Feds tout 'year of safety' in aviation

Feds tout 'year of safety' in aviation

The Federal Aviation Administration (FAA) touted 2015 as a "year of safety and continued modernization" on Monday as lawmakers are expected to resume consideration of a new funding bill for the agency. 

FAA Administrator Michael Huerta said in a blog post on the transportation department's website that "the dedicated professionals at the Federal Aviation Administration made significant progress this year as we continued to modernize and streamline the nation’s air traffic system while also preparing the way for small Unmanned Aircraft Systems (UAS) to safely play a growing role in aviation."

He cited the agency's efforts to require drone users to register their devices with the federal government and the completion of an airplane navigation system known as En Route Automation Modernization as examples of improvements that were made to the nation's aviation system in 2015. 

"In April, we completed the program to replace the aging computer system that had been the core technology in our network of high-altitude air traffic control centers," Huerta wrote. "The new system, En Route Automation Modernization, or ERAM, is now the backbone for our NextGen Air Transportation System, driving the display screens used by controllers to safely manage and separate aircraft.

"On the recreational front, our most high-profile accomplishment was launching a streamlined and user-friendly web-based aircraft registration process for owners of small UAS weighing more than 0.55 pounds (250 grams) and less than 55 pounds (approx. 25 kilograms) including payloads such as on-board cameras," Huerta continued. 

"The registration requirement, which went into effect on December 21, is a key opportunity to educate a new generation of airspace users about the rules and regulations they must follow," he concluded. "Registration is free for the first 30 days with a rebate, then $5 after that." 

The comments come as Congress is expected to work quickly in the new year on crafting an FAA bill, which is currently set to expire on March 31

The measure, which authorizes funding for air traffic controllers, is expected to contain a controversial proposal from Republicans to privatize some functions of the nation's flight navigation system. 

Huerta did not address the air traffic control privatization plan on Monday, but he promised to keep working to modernize the nation's aviation system in 2016 while lawmakers are debating a new round of funding for his agency. 

"We’re working on a rule that will allow for routine commercial operations of small UAS, and we expect to have that rule finalized in the late spring of 2016," he wrote. 

"In the meantime, we have been authorizing commercial operations on a case-by-case basis, with more than 2,700 authorized to date," Huerta continued. "We’ll continue working with our partners to identify new outreach opportunities to instill the same priority on safety that has been the hallmark of aviation since Wilbur and Orville Wright took to the skies 112 years ago." 

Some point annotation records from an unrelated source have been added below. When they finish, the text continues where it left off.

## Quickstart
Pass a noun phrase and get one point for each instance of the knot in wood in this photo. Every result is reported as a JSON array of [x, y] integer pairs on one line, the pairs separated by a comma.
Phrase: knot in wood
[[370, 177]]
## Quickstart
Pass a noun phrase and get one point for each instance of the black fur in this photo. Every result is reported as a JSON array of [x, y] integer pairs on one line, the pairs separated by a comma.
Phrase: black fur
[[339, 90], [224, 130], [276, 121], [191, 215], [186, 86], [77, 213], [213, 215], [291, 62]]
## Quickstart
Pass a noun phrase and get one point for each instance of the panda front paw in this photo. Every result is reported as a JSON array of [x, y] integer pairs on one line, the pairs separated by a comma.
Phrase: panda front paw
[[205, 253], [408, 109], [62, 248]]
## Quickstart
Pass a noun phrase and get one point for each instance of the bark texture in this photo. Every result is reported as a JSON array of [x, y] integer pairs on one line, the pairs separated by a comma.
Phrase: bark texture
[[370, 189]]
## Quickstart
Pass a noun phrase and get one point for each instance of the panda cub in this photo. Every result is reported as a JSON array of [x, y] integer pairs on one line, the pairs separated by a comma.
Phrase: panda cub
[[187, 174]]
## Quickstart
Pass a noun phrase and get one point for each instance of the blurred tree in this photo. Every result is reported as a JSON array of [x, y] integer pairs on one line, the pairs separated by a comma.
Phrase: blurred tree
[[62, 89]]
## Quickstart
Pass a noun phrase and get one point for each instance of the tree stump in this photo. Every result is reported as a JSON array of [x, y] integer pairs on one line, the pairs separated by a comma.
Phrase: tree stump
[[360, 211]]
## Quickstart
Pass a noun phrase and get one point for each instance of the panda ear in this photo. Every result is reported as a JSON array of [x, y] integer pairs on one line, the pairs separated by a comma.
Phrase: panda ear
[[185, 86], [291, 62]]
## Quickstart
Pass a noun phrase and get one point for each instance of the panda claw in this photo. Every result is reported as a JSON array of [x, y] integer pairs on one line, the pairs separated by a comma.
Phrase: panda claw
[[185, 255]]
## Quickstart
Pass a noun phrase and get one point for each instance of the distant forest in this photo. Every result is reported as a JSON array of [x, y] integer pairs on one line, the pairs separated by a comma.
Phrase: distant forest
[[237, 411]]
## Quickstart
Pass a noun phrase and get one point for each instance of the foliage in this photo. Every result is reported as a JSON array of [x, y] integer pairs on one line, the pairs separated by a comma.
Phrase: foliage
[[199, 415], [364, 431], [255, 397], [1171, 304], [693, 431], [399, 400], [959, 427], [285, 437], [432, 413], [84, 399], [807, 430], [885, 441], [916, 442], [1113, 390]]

The FAA has been at the center of budget battles in Washington before. The agency’s last funding measure, in 2012, was passed following a string of more than 20 temporary extensions that resulted in a partial shutdown of the agency in 2011. 

The FAA’s funding was also cut in the 2013 sequester, resulting in air traffic controller furloughs and flight delays, before Congress passed a quick fix to restore the spending. 

Aviation groups are hoping to avoid a repeat of those earlier standoffs in the upcoming FAA funding battle.